Aujourd’hui vous êtes installé au Maroc avec toute la famille. Comment s’est passée votre intégration ?

Mon intégration s’est passée naturellement, je n’ai vraiment pas eu de problèmes parce que ici j’ai un diplôme marocain dans une grande école d’ingénieur. Les autorités m’ont considéré comme un marocain à part entière, le seul problème que j’avais c’était de renouveler ma carte de séjour chaque année mais bon ça se passait normalement. Les enfants sont nés ici, plus de la moitié ils sont au Canada et aux Etats-Unis où ils continuent leurs cours mais ça se passe très bien. Ils sont autant Guinéens que Marocains, ils parlent l’arabe, ils n’ont pas mal d’amis ici, ils vont en Guinée en vacances, ils ont des amis Guinéens.

Quand je vais en Guinée j’essaie de partager mes connaissances gratuitement

Vous intervenez également dans l’humanitaire, vous aidez les personnes démunies, les associations ici au Maroc. Est-ce que vous le faites aussi en Guinée ?
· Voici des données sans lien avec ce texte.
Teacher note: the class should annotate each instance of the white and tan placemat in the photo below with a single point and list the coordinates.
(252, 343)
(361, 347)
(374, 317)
-Comme je disais que j’aimais beaucoup enseigner ici j’ai décidé de faire des formations, parce qu’après 30 ans d’expérience dans le domaine depuis 1991 ça fait 32 ans maintenant, j’ai pratiqué le génie civil, j’ai fait beaucoup de séismes, je fais des formations à l’étranger, à Paris, Espagne, Bruxelles…je donne des formations ici à l’université à Agadir, à Meknès…alors j’ai décidé quand je vais en Guinée pour des raisons de famille je donne aussi des cours là-bas. C’est comme ça je donnais des séminaires de génie civil à l’école Obama, à l’université Mohamed VI de Conakry, à l’université Koffi Annan. Quand je vais en Guinée j’essaie de partager mes connaissances gratuitement pour aider les ingénieurs Guinéens pour qu’ils profitent de mon expérience. Hors mi ça j’ai amené pas mal de gens à la Mecque en Guinée, de la famille et des voisins et puis j’aide aussi les associations d’orphelins là-bas comme ici au Maroc, et quand je vais en Guinée je fais le nécessaire pour aider le maximum.

En tant qu’ancien boursier, quel regard portez-vous sur la situation des boursiers Guinéens ici au Maroc ?

-Effectivement la situation est très délicate pour les boursiers Guinéens qui sont là. Je vois que les bourses n’arrivent pas à temps, je sais que la conjoncture internationale est assez difficile, mais je sollicite que le gouvernement guinéen essaye d’améliorer la situation étudiants ici. Je pense qu’il faut un effort parce que les choses sont devenues beaucoup plus chères et les boursiers font le maximum pour étudier donc il faut le gouvernement essaye de les aider. Je fais aussi ce que je peux à mon niveau pour les aider.

Nous devons faire un pas en avant pour l’édification d’une Guinée juste, prospère et unie

Vous vivez hors de votre pays mais vous suivez forcément ce qui se passe en Guinée. Quel commentaire faites-vous sur sa situation sociopolitique ?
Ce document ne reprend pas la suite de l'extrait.